The news comes from a new position paper (source in German) released by the the Verband der Automobilindustrie (VDA), the trade group representing some 600 automobile-related companies in the country where the automobile was first invented.
The lobby group, in stark contrast to how American lobbyists often operate, said that the European Union’s guidance on fuels do not go far enough, and need to be stricter if it wants to reach the goal of climate-neutral road traffic by 2045.
The criticism relates to the EU’s Renewable Energy Directive III (RED III), adopted last year. It sets out goals for renewable energy deployment in various realms, including the adoption of low-carbon fuel sources for road transport.
The VDA spends much of its time advocating in its position paper for “renewable fuels of non-biological origin” (RFNBOs), which is an umbrella term for both green hydrogen (generated through electrolysis of water via renewable energy) and e-fuels produced by combining green hydrogen with other chemicals to create synthetic liquid fuels.

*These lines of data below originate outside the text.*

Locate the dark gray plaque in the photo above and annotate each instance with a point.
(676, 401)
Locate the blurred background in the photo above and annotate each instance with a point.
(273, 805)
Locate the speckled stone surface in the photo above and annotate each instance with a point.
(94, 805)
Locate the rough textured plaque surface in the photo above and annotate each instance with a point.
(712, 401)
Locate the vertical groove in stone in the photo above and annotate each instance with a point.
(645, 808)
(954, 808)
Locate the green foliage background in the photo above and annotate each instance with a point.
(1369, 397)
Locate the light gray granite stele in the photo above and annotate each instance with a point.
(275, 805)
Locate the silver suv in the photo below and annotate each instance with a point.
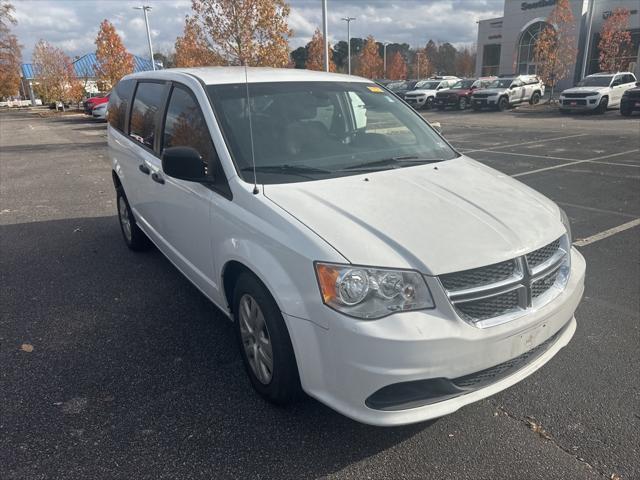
(597, 92)
(503, 93)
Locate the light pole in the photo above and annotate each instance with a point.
(384, 56)
(145, 9)
(349, 20)
(325, 32)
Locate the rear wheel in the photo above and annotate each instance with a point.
(265, 345)
(602, 106)
(134, 237)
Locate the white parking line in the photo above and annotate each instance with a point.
(575, 163)
(607, 233)
(540, 140)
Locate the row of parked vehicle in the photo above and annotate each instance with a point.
(597, 92)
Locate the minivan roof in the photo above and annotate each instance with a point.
(225, 75)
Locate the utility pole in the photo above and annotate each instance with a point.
(349, 20)
(145, 9)
(384, 50)
(325, 32)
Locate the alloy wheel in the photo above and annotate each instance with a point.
(255, 339)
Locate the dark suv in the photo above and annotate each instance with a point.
(630, 101)
(459, 96)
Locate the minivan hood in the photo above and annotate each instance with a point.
(584, 89)
(436, 218)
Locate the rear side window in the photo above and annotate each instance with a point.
(185, 126)
(145, 112)
(119, 101)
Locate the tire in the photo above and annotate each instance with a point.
(135, 238)
(602, 106)
(535, 98)
(273, 374)
(625, 111)
(429, 103)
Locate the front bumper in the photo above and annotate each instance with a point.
(346, 364)
(588, 103)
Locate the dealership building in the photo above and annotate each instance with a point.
(505, 44)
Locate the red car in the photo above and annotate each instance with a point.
(459, 96)
(92, 102)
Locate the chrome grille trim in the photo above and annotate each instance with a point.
(537, 278)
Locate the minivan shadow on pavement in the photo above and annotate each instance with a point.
(132, 368)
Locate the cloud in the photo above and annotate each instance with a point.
(73, 24)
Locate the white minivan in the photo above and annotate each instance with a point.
(363, 259)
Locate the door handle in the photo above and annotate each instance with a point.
(157, 178)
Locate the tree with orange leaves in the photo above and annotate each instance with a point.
(113, 60)
(246, 32)
(615, 41)
(555, 49)
(55, 79)
(192, 49)
(370, 64)
(397, 67)
(315, 56)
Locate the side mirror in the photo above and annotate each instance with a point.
(184, 163)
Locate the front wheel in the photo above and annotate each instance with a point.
(602, 106)
(265, 345)
(134, 237)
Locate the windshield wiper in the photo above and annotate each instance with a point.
(285, 169)
(410, 159)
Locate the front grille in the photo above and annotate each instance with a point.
(545, 283)
(478, 277)
(543, 254)
(478, 310)
(491, 295)
(578, 95)
(576, 102)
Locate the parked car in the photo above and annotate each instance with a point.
(402, 87)
(361, 258)
(630, 101)
(459, 95)
(424, 93)
(93, 102)
(597, 92)
(99, 112)
(507, 92)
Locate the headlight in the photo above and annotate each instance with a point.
(369, 293)
(567, 224)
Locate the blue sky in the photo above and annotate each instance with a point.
(72, 24)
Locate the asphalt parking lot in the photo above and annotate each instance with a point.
(113, 366)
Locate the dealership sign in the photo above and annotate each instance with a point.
(538, 4)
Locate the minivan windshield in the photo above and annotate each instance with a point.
(427, 85)
(502, 83)
(313, 130)
(595, 82)
(465, 84)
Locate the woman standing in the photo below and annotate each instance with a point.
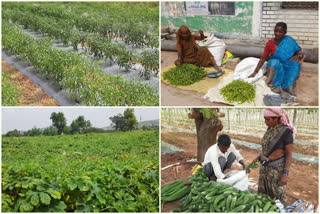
(276, 156)
(188, 51)
(283, 68)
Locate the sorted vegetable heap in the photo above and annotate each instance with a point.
(208, 196)
(238, 92)
(186, 74)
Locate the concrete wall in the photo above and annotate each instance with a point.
(302, 24)
(173, 15)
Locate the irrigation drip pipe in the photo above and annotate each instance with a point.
(107, 66)
(61, 96)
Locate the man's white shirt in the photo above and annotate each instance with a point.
(214, 153)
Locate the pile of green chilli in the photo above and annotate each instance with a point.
(208, 196)
(238, 92)
(186, 74)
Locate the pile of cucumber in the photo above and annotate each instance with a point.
(208, 196)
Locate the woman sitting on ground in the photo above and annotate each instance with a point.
(283, 68)
(188, 51)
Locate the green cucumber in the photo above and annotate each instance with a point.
(175, 210)
(176, 195)
(233, 202)
(238, 209)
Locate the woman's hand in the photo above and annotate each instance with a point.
(283, 180)
(298, 56)
(179, 62)
(295, 58)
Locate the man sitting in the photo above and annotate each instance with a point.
(220, 157)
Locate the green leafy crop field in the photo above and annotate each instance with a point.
(113, 172)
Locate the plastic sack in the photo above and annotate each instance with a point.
(237, 179)
(246, 67)
(216, 47)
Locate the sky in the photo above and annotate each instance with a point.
(26, 118)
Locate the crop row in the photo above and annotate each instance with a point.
(111, 23)
(116, 172)
(98, 45)
(77, 74)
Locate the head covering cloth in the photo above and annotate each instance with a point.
(184, 29)
(284, 119)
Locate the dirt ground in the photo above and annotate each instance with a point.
(302, 182)
(30, 94)
(298, 148)
(307, 85)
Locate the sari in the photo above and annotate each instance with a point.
(270, 174)
(285, 71)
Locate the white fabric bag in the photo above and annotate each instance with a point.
(246, 67)
(216, 47)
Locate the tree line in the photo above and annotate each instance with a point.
(120, 122)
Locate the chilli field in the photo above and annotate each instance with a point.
(113, 172)
(96, 53)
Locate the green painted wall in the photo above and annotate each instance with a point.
(240, 24)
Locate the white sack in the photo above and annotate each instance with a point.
(246, 67)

These fuels would be beneficial for certain heavy-duty applications for which batteries are currently too heavy, as they can be more energy dense than batteries. And as VDA points out, there are currently tens of millions of combustion vehicles on the roads in Germany whose impact could be reduced immediately via the application of sustainable fuels.
But their application has been controversial, because it is thought of as a way to maintain current auto industry practices rather than quickly reforming the whole auto industry around electrification. It’s also much more energy intensive than directly fueling vehicles with electricity, even when the most green methods are used for e-fuel production. As a result, environmental organizations typically recommend that e-fuels shouldn’t have a place in road transport, rather more in aviation and shipping.
Further, EU member nations were able to water down RED III’s targets on e-fuel adoption (with Germany being one of the main advocates for this stipulation, though there was debate among German automakers).
VDA claims that bonus incentives for e-fuels, and particularly for hydrogen, should be retained for some time before ramping down, in order to incentivize nascent enterprises focusing on their production. And that long-term targets with higher mixes of these fuels should be adopted now – VDA wants to see renewable fuel use rise to 60% by 2035, 90% by 2040, and 100% by 2045.
But after stating this target, VDA says its most interesting sentence, from which this article got its title: “In the interests of climate protection, fossil fuels should no longer be allowed to be sold at German petrol stations from 2045 onwards.”
In context, VDA is arguing that gas stations should still remain open and still sell fuel, but that that fuel should be entirely renewable. But it is a rather stark statement, and one that might not be expected from an auto industry lobbyist – a recognition of climate change and the huge amount that road transport contributes to it, and a rapid end to the primary way that road transport fuels climate change.
Electrek’s Take
We have seen various efforts to stop the sale of new combustion-engined vehicles by 2035 (which we have repeatedly argued should be sooner, and some countries indeed have targeted earlier timelines), but this might be our first time hearing an auto lobbyist call for an end to fossil fuel sales.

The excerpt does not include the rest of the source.